The open relationship between the patient and the navigator may make it easier for the patient to express his or her concerns. The navigator can assist their patients by 1) listening closely to the patient’s concerns, 2) showing interest in the patient’s experience with cancer, 3) asking who will provide support during cancer treatments, 4) asking how the patient is adjusting to the cancer and treatment plan, 5) encouraging patients to continue using coping strategies that are successful, and 6) suggesting additional coping strategies to address the patient’s concerns. Increasing evidence suggests that distress screening alone is not sufficient to improve patient outcomes. Another critical component is appropriate, timely, and personalized follow-up referrals. Navigators are instrumental in the development and implementation of a plan for psychosocial health services in their cancer program that supports patients (by providing personalized information, identifying strategies to address psychosocial needs, providing emotional support, helping patients manage their illness and health), links patients and families with psychosocial services, and coordinates psychosocial and biomedical care. Navigators can also educate patients and their families on how to use adaptive coping mechanisms, such as deep breathing, mindfulness, and other self-management exercises to decrease distress.
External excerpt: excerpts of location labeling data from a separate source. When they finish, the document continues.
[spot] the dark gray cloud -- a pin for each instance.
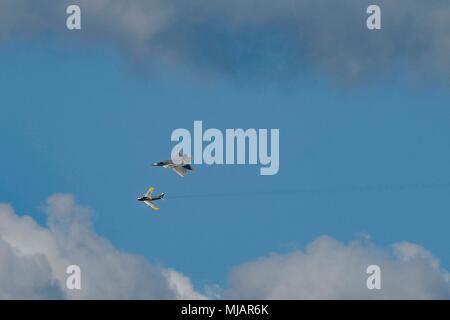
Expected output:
(283, 37)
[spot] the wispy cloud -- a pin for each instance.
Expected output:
(282, 38)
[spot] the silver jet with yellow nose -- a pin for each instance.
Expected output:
(149, 198)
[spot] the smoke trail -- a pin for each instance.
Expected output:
(320, 191)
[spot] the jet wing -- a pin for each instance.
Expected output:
(151, 205)
(180, 171)
(149, 192)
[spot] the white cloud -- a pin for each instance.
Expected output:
(33, 260)
(329, 269)
(284, 37)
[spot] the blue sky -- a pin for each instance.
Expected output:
(79, 119)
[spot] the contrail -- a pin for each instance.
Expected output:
(320, 191)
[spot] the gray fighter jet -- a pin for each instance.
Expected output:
(181, 164)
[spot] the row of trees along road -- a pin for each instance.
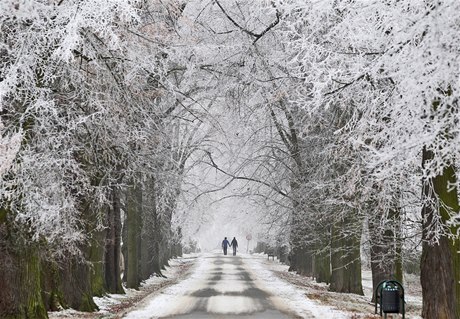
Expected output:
(347, 113)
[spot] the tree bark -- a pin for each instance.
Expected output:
(113, 245)
(345, 259)
(440, 261)
(133, 226)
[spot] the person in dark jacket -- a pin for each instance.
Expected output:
(225, 244)
(234, 244)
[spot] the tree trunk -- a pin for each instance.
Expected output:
(440, 261)
(345, 259)
(20, 285)
(133, 226)
(113, 244)
(385, 249)
(323, 265)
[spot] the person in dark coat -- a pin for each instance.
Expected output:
(225, 244)
(234, 244)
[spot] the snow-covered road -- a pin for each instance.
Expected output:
(231, 287)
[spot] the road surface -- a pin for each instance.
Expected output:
(220, 287)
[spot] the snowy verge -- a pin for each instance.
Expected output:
(288, 296)
(116, 305)
(341, 305)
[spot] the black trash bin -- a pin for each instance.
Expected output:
(390, 299)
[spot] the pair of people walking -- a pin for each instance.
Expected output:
(226, 243)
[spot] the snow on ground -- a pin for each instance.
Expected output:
(289, 292)
(351, 305)
(286, 296)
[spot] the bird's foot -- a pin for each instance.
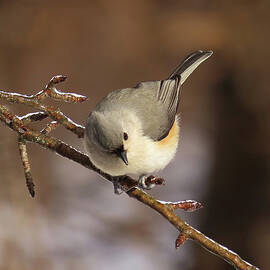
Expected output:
(150, 181)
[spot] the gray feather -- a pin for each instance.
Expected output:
(155, 102)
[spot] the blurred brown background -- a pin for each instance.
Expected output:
(75, 221)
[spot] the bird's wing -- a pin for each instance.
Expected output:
(169, 91)
(156, 102)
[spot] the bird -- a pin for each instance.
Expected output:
(135, 131)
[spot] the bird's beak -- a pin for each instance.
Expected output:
(123, 156)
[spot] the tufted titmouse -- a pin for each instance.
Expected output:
(135, 130)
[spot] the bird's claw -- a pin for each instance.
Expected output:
(150, 182)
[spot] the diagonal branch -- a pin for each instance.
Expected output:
(129, 185)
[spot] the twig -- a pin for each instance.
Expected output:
(187, 205)
(128, 184)
(33, 117)
(49, 128)
(55, 114)
(166, 209)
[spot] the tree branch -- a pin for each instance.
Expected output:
(127, 184)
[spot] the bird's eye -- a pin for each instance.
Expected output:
(125, 136)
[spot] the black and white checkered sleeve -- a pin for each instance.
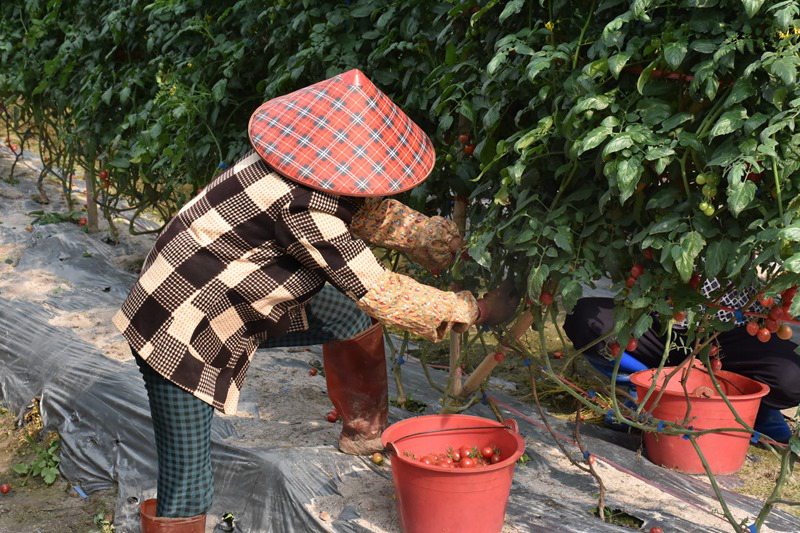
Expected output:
(313, 229)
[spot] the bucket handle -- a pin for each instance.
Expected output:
(508, 423)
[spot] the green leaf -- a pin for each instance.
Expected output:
(536, 279)
(570, 294)
(496, 62)
(785, 68)
(218, 90)
(792, 264)
(742, 89)
(674, 53)
(620, 142)
(674, 121)
(644, 323)
(740, 194)
(716, 257)
(751, 7)
(628, 173)
(685, 254)
(617, 62)
(512, 8)
(594, 138)
(729, 122)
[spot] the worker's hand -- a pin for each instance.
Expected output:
(438, 242)
(498, 305)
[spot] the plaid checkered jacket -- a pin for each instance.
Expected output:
(235, 267)
(238, 262)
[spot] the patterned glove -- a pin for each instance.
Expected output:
(437, 244)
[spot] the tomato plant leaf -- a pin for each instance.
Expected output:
(792, 264)
(675, 52)
(740, 194)
(729, 122)
(512, 8)
(685, 254)
(751, 7)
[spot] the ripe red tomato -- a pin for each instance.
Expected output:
(785, 332)
(545, 298)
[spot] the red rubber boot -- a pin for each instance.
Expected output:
(355, 370)
(157, 524)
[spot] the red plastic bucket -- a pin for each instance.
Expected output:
(435, 499)
(724, 452)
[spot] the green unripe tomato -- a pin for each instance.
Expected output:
(709, 190)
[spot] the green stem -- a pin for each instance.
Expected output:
(589, 18)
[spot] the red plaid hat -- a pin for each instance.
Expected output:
(343, 136)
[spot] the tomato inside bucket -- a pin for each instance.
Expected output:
(425, 491)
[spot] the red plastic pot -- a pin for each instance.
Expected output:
(445, 500)
(724, 452)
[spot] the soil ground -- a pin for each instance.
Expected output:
(32, 505)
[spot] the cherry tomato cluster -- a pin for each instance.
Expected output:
(461, 457)
(466, 141)
(636, 271)
(773, 321)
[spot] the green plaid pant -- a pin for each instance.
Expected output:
(182, 422)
Navigators can provide a comprehensive understanding of the patient to other members of the multidisciplinary team and take the lead role in assessing the patient’s needs for possible referral to a mental health specialist.

Metrics

Patient Experience Metrics

  • Patient Experience Survey – percentage of patients extremely satisfied with the patient experience related to navigation services
  • Physician Experience Survey – number of physicians who received a physician experience survey related to navigation services and outcomes
  • Chemotherapy/Radiation Therapy Patient Experience – number of patients who received a treatment educational packet from the navigator

Clinical Outcome Metrics

  • Tumor Conference Compliance with NCCN Guidelines – percentage of treatment plans that followed the NCCN guidelines and recommendations as discussed at the tumor conference
  • Psychosocial Distress Screening – number of patients who received psychosocial distress screening (compliance with CoC Standard 3.2) at pivotal touchpoints/transitions and interventions; number of patients referred to mental health specialist based on psychosocial distress screening; number of patients who received an evidence-based QOL survey (FACT/City of Hope CSV-QOL) per month with outcomes
  • Patient Pathway and Guideline Compliance – percentage of patients who were compliant with their treatment plan
  • Monitor Time of Diagnosis to First Treatment Modality/Timeliness of Care – number of days from the time the patient is diagnosed until first consultation and treatment plan
  • QOL – number of patients who received an evidence-based QOL survey (FACT/City of Hope CSV-QOL) at pivotal points throughout the continuum of care and measurement of interventions provided

Business Performance/Return on Investment Metrics

  • Immediate Referrals of Self-Pay Patients for Financial Assistance – number of self-pay patients referred by navigator for financial assessment/assistance for Medicaid, Medicare, Social Security
  • Medication Coverage – number of patients eligible and assisted with pharmaceutical assistance programs (ie, copay cards and/or free drug program).

Tools

NCCN Distress Thermometer. www.nccn.org/patients/resources/life_with_cancer/pdf/nccn_distress_thermometer.pdf.